Chaque être particulier—individu, classe, nation—en tant qu’il s’affirme pour soi et s’isole de la totalité humaine, agit contre la vérité; et la vérité, si elle est vivante en nous, doit réagir et se manifester comme justice. Ainsi, après avoir reconnu la solidarité universelle comme vérité, après l’avoir pratiquée comme justice, l’humanité régénérée pourra la pressentir comme son essence intérieure et en jouir complètement dans un esprit de liberté et d’amour.

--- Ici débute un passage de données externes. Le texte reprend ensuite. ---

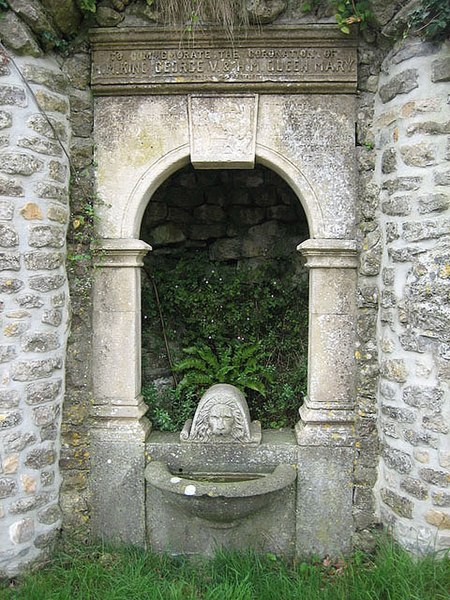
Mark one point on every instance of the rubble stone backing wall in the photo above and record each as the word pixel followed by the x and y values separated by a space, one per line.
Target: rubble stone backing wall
pixel 34 212
pixel 412 172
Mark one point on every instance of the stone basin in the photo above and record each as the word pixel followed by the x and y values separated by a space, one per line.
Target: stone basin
pixel 219 498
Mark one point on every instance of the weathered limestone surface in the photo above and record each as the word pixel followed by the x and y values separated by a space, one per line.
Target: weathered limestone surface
pixel 411 172
pixel 34 285
pixel 403 226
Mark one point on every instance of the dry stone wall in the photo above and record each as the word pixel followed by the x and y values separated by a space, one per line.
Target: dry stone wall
pixel 34 212
pixel 412 181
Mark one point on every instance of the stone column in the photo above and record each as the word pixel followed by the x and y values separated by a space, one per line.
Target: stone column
pixel 325 432
pixel 119 427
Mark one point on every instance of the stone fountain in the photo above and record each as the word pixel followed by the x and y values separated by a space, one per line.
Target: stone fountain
pixel 219 485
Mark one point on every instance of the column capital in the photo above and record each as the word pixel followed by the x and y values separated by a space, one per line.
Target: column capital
pixel 119 252
pixel 329 253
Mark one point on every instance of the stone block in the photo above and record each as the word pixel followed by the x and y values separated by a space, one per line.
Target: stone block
pixel 24 505
pixel 9 261
pixel 9 398
pixel 47 235
pixel 57 213
pixel 10 286
pixel 396 459
pixel 29 483
pixel 46 415
pixel 52 317
pixel 324 501
pixel 402 184
pixel 440 70
pixel 118 488
pixel 440 498
pixel 16 163
pixel 435 423
pixel 49 515
pixel 22 531
pixel 5 119
pixel 389 161
pixel 425 397
pixel 77 69
pixel 403 83
pixel 8 236
pixel 398 206
pixel 40 145
pixel 10 419
pixel 46 283
pixel 422 154
pixel 57 171
pixel 13 95
pixel 30 301
pixel 47 539
pixel 45 189
pixel 47 478
pixel 428 128
pixel 37 261
pixel 440 478
pixel 31 212
pixel 400 505
pixel 43 391
pixel 394 369
pixel 8 487
pixel 332 352
pixel 37 458
pixel 433 203
pixel 420 438
pixel 6 210
pixel 10 187
pixel 438 518
pixel 28 370
pixel 49 102
pixel 414 487
pixel 39 342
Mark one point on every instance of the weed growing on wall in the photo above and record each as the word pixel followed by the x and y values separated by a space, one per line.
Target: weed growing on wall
pixel 246 326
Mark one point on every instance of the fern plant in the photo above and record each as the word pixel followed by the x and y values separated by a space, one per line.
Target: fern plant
pixel 241 364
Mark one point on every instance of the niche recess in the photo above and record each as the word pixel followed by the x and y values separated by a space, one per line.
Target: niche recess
pixel 240 223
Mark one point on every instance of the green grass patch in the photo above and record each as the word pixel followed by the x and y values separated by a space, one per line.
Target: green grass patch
pixel 97 573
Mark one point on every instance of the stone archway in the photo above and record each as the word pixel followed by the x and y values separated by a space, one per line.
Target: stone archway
pixel 311 147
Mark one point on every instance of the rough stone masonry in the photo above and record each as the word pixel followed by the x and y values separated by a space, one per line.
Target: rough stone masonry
pixel 402 465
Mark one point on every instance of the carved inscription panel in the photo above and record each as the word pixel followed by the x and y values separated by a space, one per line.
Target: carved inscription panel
pixel 261 64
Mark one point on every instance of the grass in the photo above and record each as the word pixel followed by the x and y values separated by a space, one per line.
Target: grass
pixel 97 573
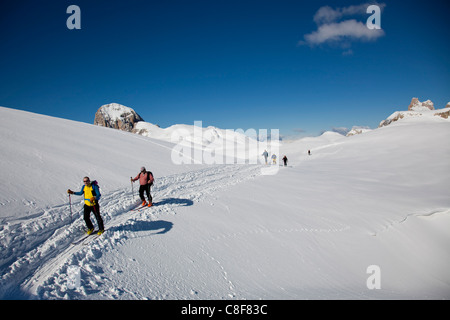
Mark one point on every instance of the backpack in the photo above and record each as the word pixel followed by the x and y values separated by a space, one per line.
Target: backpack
pixel 150 177
pixel 95 183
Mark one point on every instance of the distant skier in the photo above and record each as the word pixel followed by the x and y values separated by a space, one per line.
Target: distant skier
pixel 266 155
pixel 285 160
pixel 146 181
pixel 92 194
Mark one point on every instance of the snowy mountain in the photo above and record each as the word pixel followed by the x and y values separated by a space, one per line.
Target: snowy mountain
pixel 315 230
pixel 117 116
pixel 418 110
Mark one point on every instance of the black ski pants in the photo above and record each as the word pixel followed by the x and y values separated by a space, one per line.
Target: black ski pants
pixel 146 188
pixel 87 216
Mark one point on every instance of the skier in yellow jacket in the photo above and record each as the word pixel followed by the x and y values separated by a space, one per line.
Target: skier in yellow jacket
pixel 92 194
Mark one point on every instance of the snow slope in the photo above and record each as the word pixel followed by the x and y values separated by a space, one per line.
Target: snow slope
pixel 226 231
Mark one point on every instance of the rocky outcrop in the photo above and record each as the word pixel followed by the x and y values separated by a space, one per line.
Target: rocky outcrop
pixel 117 116
pixel 417 109
pixel 416 105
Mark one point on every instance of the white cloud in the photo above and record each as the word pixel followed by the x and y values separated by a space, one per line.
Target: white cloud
pixel 339 31
pixel 330 30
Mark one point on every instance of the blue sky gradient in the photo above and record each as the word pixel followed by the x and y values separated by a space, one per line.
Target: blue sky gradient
pixel 231 64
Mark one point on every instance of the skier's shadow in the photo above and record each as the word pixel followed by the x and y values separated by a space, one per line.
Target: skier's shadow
pixel 174 201
pixel 160 225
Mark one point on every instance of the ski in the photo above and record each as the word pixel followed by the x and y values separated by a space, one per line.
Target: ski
pixel 90 239
pixel 140 208
pixel 83 238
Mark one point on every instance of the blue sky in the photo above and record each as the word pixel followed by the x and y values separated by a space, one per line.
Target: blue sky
pixel 231 64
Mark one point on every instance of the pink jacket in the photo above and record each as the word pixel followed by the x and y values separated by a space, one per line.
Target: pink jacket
pixel 144 178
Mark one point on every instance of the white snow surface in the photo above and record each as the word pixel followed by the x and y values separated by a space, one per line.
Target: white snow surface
pixel 311 231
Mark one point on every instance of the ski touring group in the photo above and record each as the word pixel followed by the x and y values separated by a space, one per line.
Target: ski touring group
pixel 91 192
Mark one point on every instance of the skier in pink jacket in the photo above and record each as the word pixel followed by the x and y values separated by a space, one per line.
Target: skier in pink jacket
pixel 146 181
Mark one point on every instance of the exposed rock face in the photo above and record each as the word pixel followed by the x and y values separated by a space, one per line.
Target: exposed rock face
pixel 416 105
pixel 417 109
pixel 117 116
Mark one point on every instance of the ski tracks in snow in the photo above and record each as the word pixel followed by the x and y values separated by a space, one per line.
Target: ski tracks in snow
pixel 37 252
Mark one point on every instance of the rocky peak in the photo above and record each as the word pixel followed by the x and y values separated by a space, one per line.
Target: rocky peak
pixel 117 116
pixel 416 105
pixel 417 109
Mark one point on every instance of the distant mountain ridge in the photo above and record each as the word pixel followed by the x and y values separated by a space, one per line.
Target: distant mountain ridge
pixel 117 116
pixel 417 109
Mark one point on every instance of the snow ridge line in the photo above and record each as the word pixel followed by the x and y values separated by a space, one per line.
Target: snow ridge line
pixel 40 263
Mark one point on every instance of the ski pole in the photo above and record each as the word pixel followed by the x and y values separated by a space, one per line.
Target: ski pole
pixel 70 205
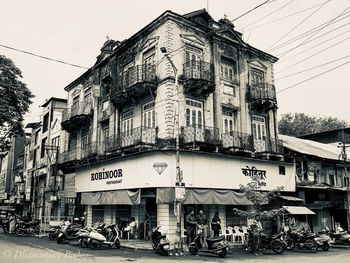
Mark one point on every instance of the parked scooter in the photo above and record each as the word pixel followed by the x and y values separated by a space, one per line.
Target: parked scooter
pixel 276 242
pixel 160 242
pixel 31 227
pixel 323 241
pixel 302 240
pixel 217 246
pixel 341 238
pixel 105 235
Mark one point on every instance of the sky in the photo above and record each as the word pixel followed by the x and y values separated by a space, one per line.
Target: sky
pixel 309 37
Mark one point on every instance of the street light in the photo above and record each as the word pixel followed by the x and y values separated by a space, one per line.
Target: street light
pixel 179 186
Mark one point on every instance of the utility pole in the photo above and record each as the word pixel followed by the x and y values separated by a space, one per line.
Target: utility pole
pixel 179 185
pixel 343 155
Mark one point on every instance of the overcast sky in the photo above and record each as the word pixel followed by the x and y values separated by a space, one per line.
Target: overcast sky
pixel 74 31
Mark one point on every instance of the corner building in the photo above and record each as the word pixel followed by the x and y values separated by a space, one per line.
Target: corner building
pixel 120 129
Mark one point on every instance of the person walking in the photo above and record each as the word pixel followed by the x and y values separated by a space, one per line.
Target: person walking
pixel 191 225
pixel 257 229
pixel 203 225
pixel 216 224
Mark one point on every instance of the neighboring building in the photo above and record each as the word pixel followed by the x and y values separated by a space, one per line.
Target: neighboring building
pixel 11 174
pixel 118 151
pixel 43 184
pixel 321 181
pixel 331 136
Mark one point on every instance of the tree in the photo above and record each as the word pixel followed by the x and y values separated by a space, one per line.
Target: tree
pixel 252 191
pixel 15 99
pixel 298 124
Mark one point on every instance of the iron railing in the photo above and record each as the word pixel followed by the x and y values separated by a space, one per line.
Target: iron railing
pixel 198 70
pixel 269 146
pixel 237 140
pixel 139 74
pixel 79 108
pixel 262 91
pixel 201 133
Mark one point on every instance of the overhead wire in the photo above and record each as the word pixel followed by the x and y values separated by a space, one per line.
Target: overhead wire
pixel 43 57
pixel 296 26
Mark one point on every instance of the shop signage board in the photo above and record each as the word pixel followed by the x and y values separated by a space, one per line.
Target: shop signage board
pixel 199 170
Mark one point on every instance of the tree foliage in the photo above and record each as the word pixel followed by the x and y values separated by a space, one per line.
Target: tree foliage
pixel 15 99
pixel 298 124
pixel 252 191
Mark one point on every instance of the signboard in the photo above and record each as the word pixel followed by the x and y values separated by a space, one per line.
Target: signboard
pixel 199 170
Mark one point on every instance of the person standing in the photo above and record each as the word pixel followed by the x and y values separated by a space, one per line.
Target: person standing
pixel 216 224
pixel 191 225
pixel 203 224
pixel 257 229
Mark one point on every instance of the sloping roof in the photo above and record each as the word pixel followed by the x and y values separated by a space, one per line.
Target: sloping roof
pixel 298 210
pixel 322 150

Le vrai bien social étant la solidarité—la justice et la paix universelles—le mal social n’est autre chose que la solidarité violée. La vie réelle de l’humanité nous présente une triple violation de la solidarité universelle ou de la justice; celle-ci est violée: 1o quand une nation attente à l’existence ou à la liberté d’une autre nation; 2o quand une classe de la société en opprime une autre; 3o quand l’individu se révolte contre l’ordre social ou quand l’État opprime l’individu.

Tant qu’il y eut dans l’humanité historique plusieurs États particuliers absolument indépendants l’un de l’autre, la tâche immédiate de chacun d’eux dans le domaine de la politique extérieure se borna à défendre cette indépendance. Mais l’idée ou plutôt l’instinct de la solidarité internationale exista toujours dans l’humanité historique, se traduisant tantôt par la tendance à la monarchie universelle, tendance qui aboutit à l’idée et au fait de la paix romaine (pax romana), tantôt, chez les Hébreux, par le principe religieux affirmant l’unité de nature, l’origine commune de tout le genre humain.

Sincèrement ou non, la paix universelle est reconnue de tout le monde comme le vrai but de la politique internationale. Il faut constater un fait évident; il y a un besoin général de solidarité humaine, un besoin d’unité internationale, de pax humana. Cette unité n’existe pas actuellement et le problème est aussi peu résolu qu’il l’était dans le monde ancien.

La solidarité universelle suppose que chaque élément du Grand Tout—individu, société, nation—a non seulement le droit d’exister, mais possède encore une valeur propre et intrinsèque ne permettant pas de le transformer en un simple moyen du bien-être général. L’idée positive et vraie de la justice peut être exprimée par la formule suivante: chaque être particulier (individuel ou collectif) a toujours une place pour soi dans l’organisme universel de l’humanité.

Tout cela est fort bien, fort clair et nous accepterions volontiers les idées de Soloviov sur la solidarité universelle, s’il n’avait pas soin de nous dire et de nous répéter que «la grande unité humaine est Dieu», l’homme-dieu, mais dieu quand même, c’est-à-dire le principe de l’Église, de cette même Église qui a détruit justement la solidarité universelle. «L’homme-dieu existe réellement sur la terre», il n’est pas parfait, mais il s’avance vers la perfection, il s’accroît et s’étend à l’extérieur et se développe intérieurement. «La forme substantielle de l’humanité se réalisera dans l’Église universelle. Participer à la vie de l’Église universelle, y participer selon ses forces et ses capacités particulières, voilà le seul but véritable, la seule vraie mission de chaque individu, de chaque peuple. En dehors de Dieu, principe d’union, l’union n’est pas possible.»